Export of meat products duty-free up to 5 kg. The export of fish and seafood is duty-free up to 2 kg of each product with a total weight of up to 10 kg. Export of vegetable products: 1) onion, pepper, coffee up to 1 kg of each product; 2) grains, cereals, beans up to 5 kg; 3) culinary vanilla (in pods or ground) up to 2 kg.

Prohibited for import/export are species of flora and fauna, as well as products made from them, native gold, raw precious and semi-precious stones, industrial minerals.

Prices. Prices in Madagascar are already quite low, but you can and should bargain almost everywhere.

Tipping. Tips are best given in local currency. In restaurants, they make up about 10% of the total order value. In restaurants and hotels in the capital, the same 10% is automatically added to the bill.

Security. Tourists should be careful. You should not demonstrate expensive photo and video equipment, valuables or documents, as well as leave things unattended. It is not recommended to walk alone at night through the streets. You should always carry a photocopy of your passport with you, and keep your passport, money and air ticket in a safe place, for example, in a safe in a hotel. Do not carry large amounts of money with you, avoid crowded places – markets, stadiums, demonstrations, festivities, etc., exchange currency only at official exchange offices or banks, requiring an appropriate receipt. In addition, be sure to respect the customs and mores of the Malagasy.

Communication. There are three GSM cellular operators in Madagascar – Telma, Orange and Zain, which also offer GPRS, EDGE and 3G Internet services (available in Antananarivo, as well as in a number of large settlements). The geography of coverage areas is different for each operator, however, reception is generally stable in cities and along national highways. When buying a SIM card, you need to present a passport and fill out a subscriber card.

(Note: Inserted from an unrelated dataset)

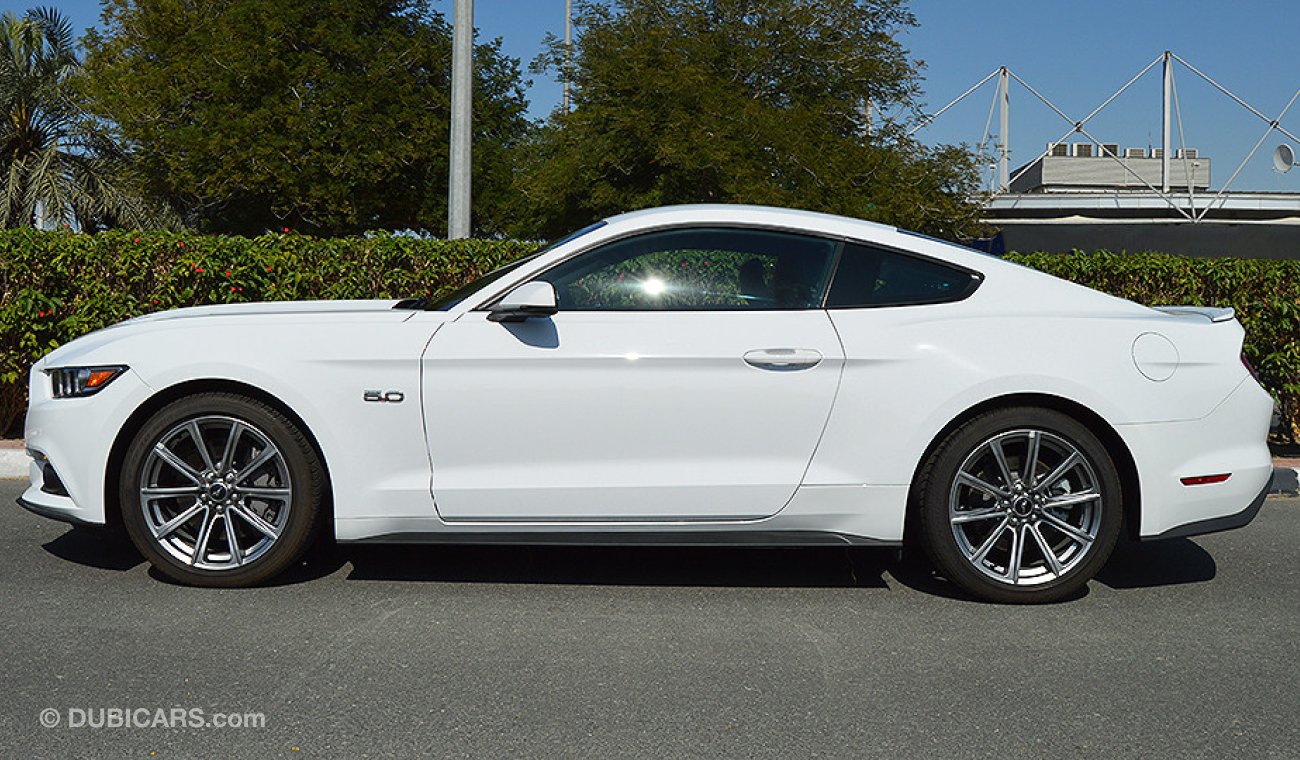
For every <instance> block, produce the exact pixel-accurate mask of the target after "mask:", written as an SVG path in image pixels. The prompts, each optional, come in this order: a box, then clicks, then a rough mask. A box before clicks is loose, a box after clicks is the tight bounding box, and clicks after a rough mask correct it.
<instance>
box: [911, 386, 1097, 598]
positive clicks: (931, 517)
mask: <svg viewBox="0 0 1300 760" xmlns="http://www.w3.org/2000/svg"><path fill="white" fill-rule="evenodd" d="M919 486H920V487H919V494H920V503H919V504H918V509H919V525H920V529H922V544H923V547H924V548H926V553H927V555H928V556H930V559H931V561H932V563H933V564H935V566H936V569H939V572H940V573H943V574H944V576H945V577H946V578H948V579H950V581H952V582H954V583H957V585H958V586H961V587H962V589H965V590H966V591H967V592H970V594H972V595H974V596H976V598H979V599H984V600H989V602H1001V603H1043V602H1054V600H1058V599H1062V598H1066V596H1069V595H1071V594H1075V592H1078V591H1079V589H1082V587H1083V586H1084V585H1086V583H1087V582H1088V581H1089V579H1091V578H1092V577H1093V576H1095V574H1096V573H1097V572H1099V570H1100V569H1101V566H1102V565H1104V564H1105V563H1106V559H1109V556H1110V552H1112V550H1113V548H1114V546H1115V540H1117V539H1118V535H1119V524H1121V517H1122V514H1123V505H1122V490H1121V485H1119V475H1118V472H1117V470H1115V465H1114V461H1113V460H1112V457H1110V455H1109V453H1108V451H1106V448H1105V446H1104V444H1102V443H1101V442H1100V440H1099V439H1097V437H1096V435H1093V434H1092V431H1091V430H1088V429H1087V427H1086V426H1084V425H1082V424H1080V422H1079V421H1076V420H1074V418H1073V417H1069V416H1066V414H1062V413H1061V412H1056V411H1052V409H1039V408H1010V409H998V411H995V412H989V413H985V414H982V416H979V417H975V418H974V420H971V421H969V422H966V424H965V425H962V426H961V427H958V429H957V430H954V431H953V433H952V434H950V435H949V437H948V438H946V439H945V440H944V442H943V443H941V444H940V446H939V448H937V450H936V451H935V453H933V455H932V456H931V457H930V460H928V461H927V464H926V466H924V468H923V473H922V478H920V483H919Z"/></svg>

Helpful Phones. The international code for Madagascar is 8-10-261. Firefighters-rescuers – 18, 118, 020-22-225-66. Police – 17, 117 (on duty);
020-22-227-36 (central commissariat); 020-22-205-84, 020-22-230-84, 020-22-214-65 (criminal brigade); 020-22-227-35 (traffic inspection team). Gendarmerie – 034-17-626-63, 034-14-005-23. Ambulance – 020-22-357-53

Official holidays and weekends in Madagascar.

January 1 – New Year;
March 8 – International Women’s Day;
March 29 – Anniversary of the 1947 uprising.
First Monday after Easter;
May 1 – Labor Day;
Holy Trinity Day – the seventh Monday after Easter;
Ascension – Tuesday, 40 days after Easter;
June 26 – National holiday – Independence Day;
August 15 – Assumption of the Virgin;
November 1 – All Saints Day;
December 25 – Christmas.

Visa to Madagascar

For persons traveling to Madagascar on a short trip, Malagasy consular offices abroad issue two types of visas – ordinary (single, double or triple entry for a total stay of up to 90 days) or permanent (multiple entry for 3 years with each stay up to 90 days).

Ordinary visas can also be obtained directly from airports serving international flights.

The price of a single entry visa for up to 30 days is approximately 23 euros; a visa for up to 90 days can also be issued at the airport, its cost is approximately 40 euros.

When crossing the border, you must have a return ticket with you, as well as an international certificate of vaccination against yellow fever (for persons who have been in a country that is disadvantaged in this regard for the last 6 days).

It is also necessary to have a passport in hand, valid for the next 6 months after the trip.